Officials have said that an “unintended consequence” of changing the system of motor tax and widening the gap in taxes paid between petrol and diesel has substantially increased the number of diesel cars on the road.

This has led to concerns about air pollution, especially in cities.

The rate of excise on petrol is 58.7 cent per litre, including a 4.6 cent carbon charge. The corresponding rates for diesel are 47.9 cent, with a 5.3 cent carbon charge.

READ MORE

The department outlines a pathway to equalising taxes on both fuels, and suggests it could be done over a five-year period to provide “certainty for business and consumers alike to make informed decisions”.

Such a move would see excise on diesel fuel rise in this budget to 50.08 cent per litre, which would yield €68 million to the exchequer. The total cumulative benefit to the State of bringing petrol and diesel fuel taxes into line by 2022 would be €337 million.

Health outcomes

“Dieselisation continues to be a growing issue and, if left unaddressed, will result in negative environmental and health outcomes,” a paper from the Department of Finance’s tax strategy group, which outlines budget options for the Government, says. The possibility of closing the gap by cutting the cost of petrol to the price of diesel is not considered in the paper.

Increasing tax on diesel over five years would provide a greater incentive for people to adopt natural gas as a fuel, the paper says. The motor tax system for light commercial vehicles could also be amended to further reward low carbon dioxide emissions, it says.

Before the motor tax system was changed in 2008 from one based on engine size to one based on carbon dioxide emissions, the proportion of private petrol-powered cars – out of of all vehicles on the road – stood at 62 per cent, compared to 15 per cent for diesel cars.

By 2015, this had changed to 44 per cent of the 2.5 million-strong fleet of vehicles across the country being private petrol cars, with diesel cars at 33 per cent. The remainder is comprised of good vehicles, tractors, motorcycles and other vehicles.
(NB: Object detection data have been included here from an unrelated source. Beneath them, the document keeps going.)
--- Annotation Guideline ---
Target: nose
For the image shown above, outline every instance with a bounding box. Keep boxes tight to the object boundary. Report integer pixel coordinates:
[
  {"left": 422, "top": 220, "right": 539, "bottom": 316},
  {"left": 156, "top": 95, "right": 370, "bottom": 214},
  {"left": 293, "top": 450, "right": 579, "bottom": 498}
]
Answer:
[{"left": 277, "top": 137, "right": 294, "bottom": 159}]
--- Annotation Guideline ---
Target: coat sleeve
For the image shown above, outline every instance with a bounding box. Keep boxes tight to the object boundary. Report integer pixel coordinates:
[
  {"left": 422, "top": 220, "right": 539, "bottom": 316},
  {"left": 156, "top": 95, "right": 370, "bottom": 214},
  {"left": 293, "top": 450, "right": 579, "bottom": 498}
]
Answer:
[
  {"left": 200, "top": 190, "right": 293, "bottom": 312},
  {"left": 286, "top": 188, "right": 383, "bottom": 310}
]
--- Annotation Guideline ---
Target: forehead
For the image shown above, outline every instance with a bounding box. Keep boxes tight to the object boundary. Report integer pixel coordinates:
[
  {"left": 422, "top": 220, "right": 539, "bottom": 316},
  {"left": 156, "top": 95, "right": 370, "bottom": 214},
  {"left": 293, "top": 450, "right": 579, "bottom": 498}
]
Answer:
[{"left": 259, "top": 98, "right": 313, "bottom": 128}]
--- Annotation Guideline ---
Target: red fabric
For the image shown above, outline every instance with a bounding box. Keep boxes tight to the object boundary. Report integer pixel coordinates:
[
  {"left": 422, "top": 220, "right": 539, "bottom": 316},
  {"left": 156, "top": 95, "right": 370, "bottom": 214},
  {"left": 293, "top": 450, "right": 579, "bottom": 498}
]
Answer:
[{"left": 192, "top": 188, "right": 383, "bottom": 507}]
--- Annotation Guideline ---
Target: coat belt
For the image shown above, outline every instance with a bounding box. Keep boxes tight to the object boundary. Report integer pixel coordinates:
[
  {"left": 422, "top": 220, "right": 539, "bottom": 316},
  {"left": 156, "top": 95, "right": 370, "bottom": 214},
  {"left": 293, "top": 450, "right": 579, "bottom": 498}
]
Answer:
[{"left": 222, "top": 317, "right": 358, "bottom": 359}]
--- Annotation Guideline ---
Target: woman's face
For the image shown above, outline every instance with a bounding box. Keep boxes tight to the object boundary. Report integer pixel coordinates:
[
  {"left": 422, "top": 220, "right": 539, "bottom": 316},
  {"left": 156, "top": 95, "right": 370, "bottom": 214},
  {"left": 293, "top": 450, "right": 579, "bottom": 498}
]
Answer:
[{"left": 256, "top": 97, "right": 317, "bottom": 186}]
In the period between 2008 and 2015, an extra 471,711 diesel cars took to the road while the number of petrol cars decreased by 425,903. Furthermore, diesel cars outsold petrol cars by a ratio of 2.5 to one last year.

Economic crisis

The department says the gap in excise duty between petrol and diesel fuels was due to the fact that diesel “had traditionally been viewed as the fuel of business”. It was widened during the economic crisis to limit “the impact on the competitiveness of business”.

However, the move towards diesel cars has “negated” the initial intention of this move and is causing health concerns, particularly in cities.

Bringing the taxes on both fuels into line has already been suggested by the EU and the Organisation for Economic Co-operation and Development (OECD). The EU called the excise gap “environmentally unjustifiable” while the OECD said it failed to account for the social and health effects of diesel combustion.

“The OECD have recommended at least an equalisation of excise rates on petrol and diesel to address negative externalities caused by the combustion of these fossil fuels,” the paper says.

France and the United Kingdom intend to ban the sale of petrol and diesel cars by 2040 and Ireland has been urged to follow suit by the Climate Change Advisory Council, an independent group of 11 experts set up by the Government.

Cities such as London, Paris, Madrid, Athens and German cities are moving to remove diesel cars from within their boundaries.